The markets are in a funk about the public-debt crisis in Greece. The country was clearly not ready for euro membership and now faces some hard choices: Make savage budget cuts and plunge into a deep recession; default on its debts; plead for a bailout from its EU partners; or quit the euro.

But, hey, there might be money to be made from this Greek tragedy. The way to do it is by swapping Hungarian bonds for Greek ones, selling the euro, ditching Spanish and Portuguese assets, and shorting the Athens stock market.

The Greek crisis is accelerating all the time. Last week, Greek bonds plunged as the markets took a look at government plans to cut a budget deficit running at 12.7 per cent of gross domestic product. Traders decided the numbers didn't add up. There was speculation that a bailout was being organised by the European central bank (ECB), or the EU.

Greece's troubles seeped into the currency markets, dragging down the euro.

The markets are demanding answers, and in the next few weeks they may get them.

Money-making chances

Until the crisis is resolved, though, there will be plenty of opportunities to make money. Here are five places to start:

One, buy every Greek bond you can. Greek 10-year bonds yield 6.6 per cent, compared with 3.2 per cent for German debt. So long as default is avoided, and Greece stays in the euro area, your Greek bonds will soar in price.

Two: Sell Hungarian and Polish Government bonds.
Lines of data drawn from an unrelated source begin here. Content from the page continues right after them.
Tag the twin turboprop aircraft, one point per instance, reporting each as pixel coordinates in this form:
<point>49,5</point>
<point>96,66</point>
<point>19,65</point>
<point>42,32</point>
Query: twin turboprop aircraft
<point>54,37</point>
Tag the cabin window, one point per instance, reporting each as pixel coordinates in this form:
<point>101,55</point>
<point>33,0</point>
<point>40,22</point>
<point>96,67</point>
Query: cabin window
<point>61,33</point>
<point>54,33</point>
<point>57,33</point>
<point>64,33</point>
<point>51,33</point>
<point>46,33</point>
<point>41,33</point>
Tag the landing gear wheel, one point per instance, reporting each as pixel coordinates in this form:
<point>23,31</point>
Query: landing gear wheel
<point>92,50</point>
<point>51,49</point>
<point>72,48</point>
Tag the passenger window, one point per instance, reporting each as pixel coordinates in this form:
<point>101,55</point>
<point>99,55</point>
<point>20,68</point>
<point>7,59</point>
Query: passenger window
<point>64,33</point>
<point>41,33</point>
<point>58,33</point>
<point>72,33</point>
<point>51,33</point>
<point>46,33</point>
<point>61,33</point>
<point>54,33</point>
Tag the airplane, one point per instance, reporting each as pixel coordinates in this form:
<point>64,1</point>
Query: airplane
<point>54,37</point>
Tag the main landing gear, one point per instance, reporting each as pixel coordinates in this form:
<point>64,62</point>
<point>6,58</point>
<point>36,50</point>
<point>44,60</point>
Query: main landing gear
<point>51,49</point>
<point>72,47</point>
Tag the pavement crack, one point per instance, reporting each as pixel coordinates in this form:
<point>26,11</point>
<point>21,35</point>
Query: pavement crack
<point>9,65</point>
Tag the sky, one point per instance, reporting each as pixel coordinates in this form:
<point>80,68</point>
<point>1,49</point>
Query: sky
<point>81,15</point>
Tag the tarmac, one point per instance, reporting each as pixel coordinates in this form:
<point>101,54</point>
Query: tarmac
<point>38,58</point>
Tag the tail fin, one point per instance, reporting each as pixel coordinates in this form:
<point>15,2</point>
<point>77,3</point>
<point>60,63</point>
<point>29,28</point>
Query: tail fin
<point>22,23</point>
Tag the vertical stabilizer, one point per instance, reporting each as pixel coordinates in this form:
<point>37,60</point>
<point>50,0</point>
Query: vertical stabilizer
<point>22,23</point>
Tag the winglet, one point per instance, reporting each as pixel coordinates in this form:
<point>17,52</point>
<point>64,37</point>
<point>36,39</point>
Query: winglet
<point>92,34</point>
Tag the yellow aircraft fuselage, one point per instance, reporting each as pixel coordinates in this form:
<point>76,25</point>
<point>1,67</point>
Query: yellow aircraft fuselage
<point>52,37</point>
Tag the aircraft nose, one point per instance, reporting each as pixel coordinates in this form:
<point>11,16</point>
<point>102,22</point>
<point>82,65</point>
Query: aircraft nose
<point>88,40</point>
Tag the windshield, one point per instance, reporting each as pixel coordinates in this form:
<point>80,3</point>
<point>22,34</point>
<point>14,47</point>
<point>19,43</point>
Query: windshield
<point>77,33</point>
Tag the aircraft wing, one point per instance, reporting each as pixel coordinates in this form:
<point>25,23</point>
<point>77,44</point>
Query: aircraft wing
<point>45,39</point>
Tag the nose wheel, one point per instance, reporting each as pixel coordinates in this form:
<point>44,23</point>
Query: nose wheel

Both aim to join the euro area at some point in the coming decade, at which point interest rates would fall in line with the ECB benchmark, and bond prices would soar.

Three: Sell the euro. Every day, EU and ECB officials line up to declare that the Greeks won't get any help. Officially, that might be true. There are plenty of ways to help out on the sly. Greece could be allowed to issue bonds jointly with other countries; or the EU could find a way of increasing "structural" subsidies for the Greek Government. The markets will smell a bailout, however, even if it comes packaged in some fancy label. Investors will ditch the currency, and switch back to the dollar and the yen.

Four: Sell Portuguese and Spanish bonds. Let's suppose the worst happens: Greece defaults on its debts. Not only will Greek bonds collapse in price, so will the debts of other vulnerable euro-area countries. The markets will pick them off one by one, with Portugal and Spain next in line, and Ireland close behind.

Five: Sell Greek stocks. The Athens stock exchange's benchmark, the ASE Composite Index, has fallen 15 per cent in the past six months. Inside the euro area, Greece faces years of recession or slow growth as public spending is slashed to curb the budget deficit.

This isn't a cynical exercise. Thinking about how to profit from a catastrophe is a good way of considering the different plausible outcomes, and what likelihood to ascribe each one.